The new federal policy imposes work-related conditions on Medicaid eligibility that apply to individuals enrolled through the expansion program. Many of those who will be affected already face significant socioeconomic challenges and a disproportionate disease burden, raising concerns that coverage losses would exacerbate health issues for those most in need. Although these requirements are often framed as initiatives to promote self-sufficiency and reduce dependence on public assistance, they mandate that beneficiaries engage in a specified number of work hours, job training, or other qualifying activities to maintain their Medicaid coverage.

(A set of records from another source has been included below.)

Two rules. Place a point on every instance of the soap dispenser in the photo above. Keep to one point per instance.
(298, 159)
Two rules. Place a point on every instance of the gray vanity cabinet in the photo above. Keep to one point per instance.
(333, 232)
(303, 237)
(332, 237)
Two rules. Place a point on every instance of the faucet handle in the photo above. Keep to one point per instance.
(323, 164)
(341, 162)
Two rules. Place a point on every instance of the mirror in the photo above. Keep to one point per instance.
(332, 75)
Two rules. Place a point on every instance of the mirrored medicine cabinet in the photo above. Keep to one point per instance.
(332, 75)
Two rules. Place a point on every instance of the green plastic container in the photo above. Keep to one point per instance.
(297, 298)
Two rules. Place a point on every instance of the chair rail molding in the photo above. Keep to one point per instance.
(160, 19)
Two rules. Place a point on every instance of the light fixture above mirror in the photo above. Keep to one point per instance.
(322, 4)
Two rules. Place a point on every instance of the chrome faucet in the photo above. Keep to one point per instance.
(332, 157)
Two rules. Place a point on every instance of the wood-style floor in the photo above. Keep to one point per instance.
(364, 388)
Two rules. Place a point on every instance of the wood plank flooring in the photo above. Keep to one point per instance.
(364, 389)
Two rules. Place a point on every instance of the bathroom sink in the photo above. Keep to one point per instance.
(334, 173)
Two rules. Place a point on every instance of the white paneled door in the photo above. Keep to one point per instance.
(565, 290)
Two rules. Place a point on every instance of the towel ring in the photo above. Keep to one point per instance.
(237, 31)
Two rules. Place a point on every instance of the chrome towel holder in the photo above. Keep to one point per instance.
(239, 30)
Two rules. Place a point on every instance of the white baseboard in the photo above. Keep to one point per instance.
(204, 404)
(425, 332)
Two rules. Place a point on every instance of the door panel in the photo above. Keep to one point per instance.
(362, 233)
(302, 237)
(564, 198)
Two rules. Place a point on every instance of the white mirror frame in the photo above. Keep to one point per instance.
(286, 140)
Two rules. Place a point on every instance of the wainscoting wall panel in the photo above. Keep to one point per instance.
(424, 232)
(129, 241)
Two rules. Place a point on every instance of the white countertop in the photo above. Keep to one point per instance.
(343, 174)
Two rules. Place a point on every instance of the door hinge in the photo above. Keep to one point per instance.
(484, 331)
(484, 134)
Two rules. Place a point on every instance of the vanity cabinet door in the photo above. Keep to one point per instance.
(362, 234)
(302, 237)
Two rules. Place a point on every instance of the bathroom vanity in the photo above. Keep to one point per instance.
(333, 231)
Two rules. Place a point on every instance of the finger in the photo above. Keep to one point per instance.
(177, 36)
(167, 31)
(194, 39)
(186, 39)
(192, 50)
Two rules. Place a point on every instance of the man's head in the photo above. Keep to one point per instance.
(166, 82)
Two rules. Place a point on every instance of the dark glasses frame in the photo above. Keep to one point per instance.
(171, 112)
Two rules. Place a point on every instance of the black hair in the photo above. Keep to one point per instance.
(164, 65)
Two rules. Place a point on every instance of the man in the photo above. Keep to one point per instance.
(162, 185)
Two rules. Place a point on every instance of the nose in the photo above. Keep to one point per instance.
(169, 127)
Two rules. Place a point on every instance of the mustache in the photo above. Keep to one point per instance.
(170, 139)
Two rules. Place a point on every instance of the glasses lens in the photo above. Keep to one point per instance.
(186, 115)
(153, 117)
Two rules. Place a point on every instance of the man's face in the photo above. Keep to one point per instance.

Yet the majority of Medicaid enrollees already work,4 and the new policy introduces additional administrative burdens and overhead costs. Furthermore, the retractions will interrupt chronic care for many, potentially leading to more severe and costly health outcomes. Onerous reporting processes and administrative hurdles risk disenrollment even for those meeting work requirements or qualifying for exemptions. These challenges are compounded for enrollees with limited digital literacy, unstable work schedules, or difficulty navigating bureaucratic systems.5
Prior attempts at implementing work requirements in Arkansas and New Hampshire have proven to be counterproductive. In Arkansas, 25% of Medicaid enrollees lost coverage within the first six months. Of those, 89% remained unenrolled after a year, often citing confusion over reporting rules and difficulties accessing the online portal.6 Similarly, New Hampshire suspended work requirements when it became apparent that thousands of individuals were at risk of losing coverage due to reporting bureaucracy.7 These examples highlight the potential for rapid, widespread disenrollment with lasting health repercussions.
While earlier evaluations have examined the economic and employment effects of Medicaid work requirements, the public health consequences remain insufficiently understood. In this study, we estimate the national and state-level mortality consequences of Medicaid disenrollment under work requirements. Our analysis incorporates state-level variation in administrative capacity to identify individuals eligible for automatic exemptions and to support manual reporting or exemption processes, offering a granular view of how implementation differences may influence health outcomes under the new federal mandate. In addition to estimating excess deaths, we quantify the additional burden of uncontrolled chronic conditions—including diabetes, hypertension, and high cholesterol—that would result from loss of insurance coverage triggered specifically by Medicaid work requirements nationally.
Methods
We estimated the national and state-level mortality impacts, as well as national-level morbidity impacts, of Medicaid disenrollment resulting from the implementation of federal work requirements using an extension of our previously developed modeling framework.8 Coverage loss at the national level was modeled using three empirically grounded scenarios. The first scenario used the Congressional Budget Office (CBO) estimate of 4.8 million individuals losing Medicaid coverage under increased administrative barriers.9 We assumed a steady-state enrollment loss consistent with the CBO’s 2034 projection, reflecting full policy implementation. The second and third scenarios were based on Urban Institute projections informed by observed disenrollment patterns in Arkansas (5.5 million) and New Hampshire (6.3 million), two states that briefly implemented work requirements.10 These Urban Institute estimates account for automatic exemption of all enrollees who qualify based on existing data sources—such as indicators of caregiving status, Supplemental Nutrition Assistance Program (SNAP) participation, or earnings consistent with regular employment—as well as varying levels of non-compliance among individuals required to report or seek an exemption (72% in Arkansas, 82% in New Hampshire).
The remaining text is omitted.